REALM Consortium Meets in Warsaw to Drive Forward AI-Based Medical Device Software Evaluation
The REALM consortium convened for its 3rd Progress Meeting from 23–25 June 2025, hosted by the University of Warsaw in the historic heart of Warsaw. For the direct benefit of patients, the interdisciplinary team of 15 European partners aims to develop a collaborative framework that enables regulatory authorities, software developers, healthcare professionals, and policymakers to create and evaluate innovative medical device software jointly. The aim is to ensure that AI-driven healthcare solutions are not only technically sound but also ethically responsible, clinically useful, and regulatory-compliant from the ground up.
Now 30 months into the project’s lifecycle, the three-day event brought together the team working on the REALM platform to review progress and chart the path toward practical implementation.
Prof. Michel Dumontier (Maastricht University), the project coordinator, opened the meeting, congratulating everyone on their work done so far, highlighting the progress made and milestones achieved. The meeting showcased steady technical progress across the project’s work packages, spanning ethical frameworks, data architecture, use cases, and demonstrators. Updates from WP1 to WP7 highlighted achievements and upcoming deliverables, while also encouraging discussions between technical, ethical, and communication teams.
Partners engaged in a hands-on session with the RIANA Dashboard, REALM’s interface for data access and AI interaction, led by Bart Elen from VITO. A role-play exercise simulated real-world evaluation scenarios, with participants stepping into the roles of GDPR experts, healthcare regulators, patient representatives, and HTA evaluators. The session evaluated the dashboard’s usability, transparency, and compliance, providing valuable feedback for further development.
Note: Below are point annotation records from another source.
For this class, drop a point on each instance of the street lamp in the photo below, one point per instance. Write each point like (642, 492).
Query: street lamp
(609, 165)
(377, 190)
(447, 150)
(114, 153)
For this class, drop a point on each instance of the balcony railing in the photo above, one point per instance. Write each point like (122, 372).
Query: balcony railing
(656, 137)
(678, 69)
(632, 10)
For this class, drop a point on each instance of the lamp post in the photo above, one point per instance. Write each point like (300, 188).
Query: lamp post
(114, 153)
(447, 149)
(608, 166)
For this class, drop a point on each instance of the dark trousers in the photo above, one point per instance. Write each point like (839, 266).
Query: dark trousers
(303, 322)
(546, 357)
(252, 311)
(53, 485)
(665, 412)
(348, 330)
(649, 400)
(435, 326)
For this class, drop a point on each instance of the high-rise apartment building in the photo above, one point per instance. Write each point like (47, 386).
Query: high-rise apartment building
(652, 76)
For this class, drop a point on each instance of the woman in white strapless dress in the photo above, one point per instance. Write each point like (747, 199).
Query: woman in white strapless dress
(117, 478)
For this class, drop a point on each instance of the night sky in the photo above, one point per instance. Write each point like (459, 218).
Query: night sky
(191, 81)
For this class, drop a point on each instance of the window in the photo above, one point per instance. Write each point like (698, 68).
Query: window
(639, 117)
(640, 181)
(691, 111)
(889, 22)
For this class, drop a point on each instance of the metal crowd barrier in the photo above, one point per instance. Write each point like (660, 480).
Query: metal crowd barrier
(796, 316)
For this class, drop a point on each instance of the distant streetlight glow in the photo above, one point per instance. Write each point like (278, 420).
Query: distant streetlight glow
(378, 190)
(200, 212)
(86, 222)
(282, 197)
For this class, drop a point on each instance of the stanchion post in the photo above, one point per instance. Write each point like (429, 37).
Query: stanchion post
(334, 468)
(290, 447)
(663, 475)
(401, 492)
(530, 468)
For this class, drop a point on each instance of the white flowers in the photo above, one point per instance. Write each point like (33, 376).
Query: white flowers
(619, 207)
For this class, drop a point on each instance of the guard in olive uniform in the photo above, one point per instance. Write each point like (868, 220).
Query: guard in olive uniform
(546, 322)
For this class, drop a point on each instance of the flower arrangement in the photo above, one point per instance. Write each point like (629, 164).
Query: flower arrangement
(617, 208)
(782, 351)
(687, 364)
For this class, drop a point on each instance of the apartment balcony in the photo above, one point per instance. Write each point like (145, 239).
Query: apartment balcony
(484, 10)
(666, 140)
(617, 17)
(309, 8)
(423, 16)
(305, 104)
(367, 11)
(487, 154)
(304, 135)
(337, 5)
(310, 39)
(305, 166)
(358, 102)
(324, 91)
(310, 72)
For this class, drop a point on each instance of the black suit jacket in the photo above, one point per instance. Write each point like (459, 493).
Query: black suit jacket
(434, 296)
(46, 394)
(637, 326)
Spotlight on Sustainability and Exploitation
Day two focused on how REALM’s solution can continue beyond the project’s end. Led by EURICE, the Exploitation and Sustainability Workshop addressed critical questions of integration, governance, and long-term value creation. Consortium members mapped potential pathways for deploying REALM’s tools in clinical, research, and regulatory settings.
“We're not just building prototypes, we're preparing for real-world adoption,” noted Dr Gökhan Ertaylan, REALM's project co-coordinator, during the workshop. “This means strategic planning for ecosystem compatibility, scalability, and trustworthiness from day one.”
Real-World Applications: The Use Cases Take Centre Stage
The REALM platform brings together different stakeholders to collaboratively develop and thoroughly test medical device software. To validate and improve its functionalities, REALM tests it using 5 use cases. These use cases involve the application of AI-based algorithms to address various unmet clinical needs:
- DuneAI (UM)– Automated deep learning segmentation software for non-small-cell lung cancer in CT scans.
- COPowered (COM) – AI prediction of hospitalisation risks in COPD patients using patient-reported outcomes.
- Pharmacogenomics Passports to Practice (PGx2P) – Stratified pharmacogenetic testing to reduce adverse drug reactions and improve prescription accuracy.
- The STAR project (UoL) – ICU decision-support tool for blood glucose regulation in critical care settings.
- AI models for COPD and ASTHMA risk stratification (ASCOPD/TRAQBEAT) – Predictive biomarkers and sensor-based monitoring to improve inpatient outcomes and reduce hospital stays
The meeting included a session on communication, upcoming conferences for networking, and the REALM Academy’s ongoing training initiatives, all key components for widening the project’s impact.
As REALM moves towards the final year, the consortium is focused on strengthening stakeholder engagement, enhancing demonstrators, and finalising exploitation strategies. The goal remains clear: to deliver AI-driven tools that improve patient outcomes while adhering to the highest standards of safety, transparency, and trust.